Don't get defensive. This is the single biggest thing you can do to shut down an otherwise important, productive conversation. You don't have to agree with everything your boss is saying, but you have to hear it. Commit in advance to hold on to your reaction until after the meeting, when you've had a chance to digest the information. Schedule a follow-up conversation to get more clarity, if needed, but don't tell him he's wrong. You'll inadvertently prevent him from sharing as openly in the future.
Accept what your boss shares as interesting and potentially helpful but not absolute reality. All feedback is shaped and shared based on one person's perspective. Your boss' feedback is about you and a dozen or so other things, including your boss's own experience, other issues happening within the organization, and the state of the business. You can't internalize everything shared as an absolute truth. It's simply a data point that you'll later check against what you know to be true about yourself.
It can be tough to hear really direct input on your performance but it's exactly what you need if you want to grow. If you know you're prone to involuntary reactions, such as extreme blushing or crying, be proactive. Bring your own tissues and a bottle of water. Scott suggests walking and talking with your boss to avoid the direct face-to-face awkwardness. Fear of tears is one of the things that prevents bosses from sharing more freely. While it's not ideal, you can try sharing that you have a tendency to cry but are still interested in hearing what your boss has to say. If you have a strong relationship, you should be able to push through and still get the information you need. Getting challenging feedback does get easier over time. Doing it repeatedly is the only way to make it easier as you progress.

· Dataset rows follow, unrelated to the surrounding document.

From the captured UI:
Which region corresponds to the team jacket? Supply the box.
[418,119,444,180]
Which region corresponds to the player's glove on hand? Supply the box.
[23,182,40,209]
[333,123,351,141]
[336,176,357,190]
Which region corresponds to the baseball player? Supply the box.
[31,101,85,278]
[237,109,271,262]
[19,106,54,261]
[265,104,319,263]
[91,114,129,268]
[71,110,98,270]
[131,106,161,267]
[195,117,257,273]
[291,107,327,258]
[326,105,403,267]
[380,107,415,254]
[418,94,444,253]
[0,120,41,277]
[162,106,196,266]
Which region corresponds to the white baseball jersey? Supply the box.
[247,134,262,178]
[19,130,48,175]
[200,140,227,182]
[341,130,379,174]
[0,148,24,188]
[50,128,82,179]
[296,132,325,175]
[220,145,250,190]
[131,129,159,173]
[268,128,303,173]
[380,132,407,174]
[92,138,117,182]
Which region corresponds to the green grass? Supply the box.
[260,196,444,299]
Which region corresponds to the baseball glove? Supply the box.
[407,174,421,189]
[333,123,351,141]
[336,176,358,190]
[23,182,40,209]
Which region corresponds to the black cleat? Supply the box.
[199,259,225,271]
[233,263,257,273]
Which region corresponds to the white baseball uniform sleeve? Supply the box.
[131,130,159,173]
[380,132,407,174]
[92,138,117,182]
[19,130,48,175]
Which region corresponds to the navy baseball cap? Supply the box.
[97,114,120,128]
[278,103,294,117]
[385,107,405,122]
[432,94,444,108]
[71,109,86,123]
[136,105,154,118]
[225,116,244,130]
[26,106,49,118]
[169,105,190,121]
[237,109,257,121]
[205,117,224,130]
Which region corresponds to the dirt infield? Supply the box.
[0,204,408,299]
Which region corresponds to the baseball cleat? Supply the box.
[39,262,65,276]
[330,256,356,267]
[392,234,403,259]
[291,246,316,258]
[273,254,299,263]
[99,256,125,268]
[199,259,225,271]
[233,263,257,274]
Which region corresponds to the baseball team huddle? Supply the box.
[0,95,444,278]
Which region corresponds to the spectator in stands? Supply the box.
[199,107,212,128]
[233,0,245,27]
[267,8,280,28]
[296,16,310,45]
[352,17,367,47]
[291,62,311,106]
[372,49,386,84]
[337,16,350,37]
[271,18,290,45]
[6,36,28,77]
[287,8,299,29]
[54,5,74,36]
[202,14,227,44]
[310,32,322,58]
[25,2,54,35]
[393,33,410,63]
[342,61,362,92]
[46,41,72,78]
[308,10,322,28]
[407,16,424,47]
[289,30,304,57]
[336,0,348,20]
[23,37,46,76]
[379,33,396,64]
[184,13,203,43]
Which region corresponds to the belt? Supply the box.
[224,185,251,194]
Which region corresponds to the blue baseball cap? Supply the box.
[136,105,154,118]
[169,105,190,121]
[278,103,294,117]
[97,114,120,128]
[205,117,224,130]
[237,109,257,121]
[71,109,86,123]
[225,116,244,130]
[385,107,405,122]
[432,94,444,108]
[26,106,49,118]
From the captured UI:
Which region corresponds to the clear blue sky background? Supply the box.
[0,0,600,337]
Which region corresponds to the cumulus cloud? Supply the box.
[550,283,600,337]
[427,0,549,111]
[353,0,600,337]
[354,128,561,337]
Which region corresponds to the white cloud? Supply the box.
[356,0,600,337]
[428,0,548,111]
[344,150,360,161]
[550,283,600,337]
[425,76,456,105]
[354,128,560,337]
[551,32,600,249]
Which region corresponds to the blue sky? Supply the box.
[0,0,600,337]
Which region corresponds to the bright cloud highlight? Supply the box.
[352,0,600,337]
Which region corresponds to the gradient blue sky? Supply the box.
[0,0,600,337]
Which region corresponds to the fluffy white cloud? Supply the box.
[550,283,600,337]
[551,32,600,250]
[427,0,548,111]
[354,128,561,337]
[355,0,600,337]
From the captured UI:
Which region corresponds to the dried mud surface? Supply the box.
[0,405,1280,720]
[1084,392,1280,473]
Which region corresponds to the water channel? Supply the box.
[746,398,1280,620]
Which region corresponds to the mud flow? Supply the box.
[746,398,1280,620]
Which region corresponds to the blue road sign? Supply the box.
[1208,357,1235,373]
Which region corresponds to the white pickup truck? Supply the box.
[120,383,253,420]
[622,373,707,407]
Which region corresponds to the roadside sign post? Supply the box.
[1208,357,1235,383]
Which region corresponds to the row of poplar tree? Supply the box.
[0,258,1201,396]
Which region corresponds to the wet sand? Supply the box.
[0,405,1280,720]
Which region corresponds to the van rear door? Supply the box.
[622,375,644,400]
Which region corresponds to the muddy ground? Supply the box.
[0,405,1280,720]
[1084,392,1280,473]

Demanding challenging feedback is critical to your career. Without it, you're guessing about what areas you should focus on to grow. You'll also be missing out on opportunities and not know why. While it's fair to argue that it's your boss's job to get you the information you need, you must know he may not take this step because of his own fears and doubts. Help him overcome this hurdle by stepping forward and creating the space needed for him to share with you what he sees and get his ideas on where to focus your development.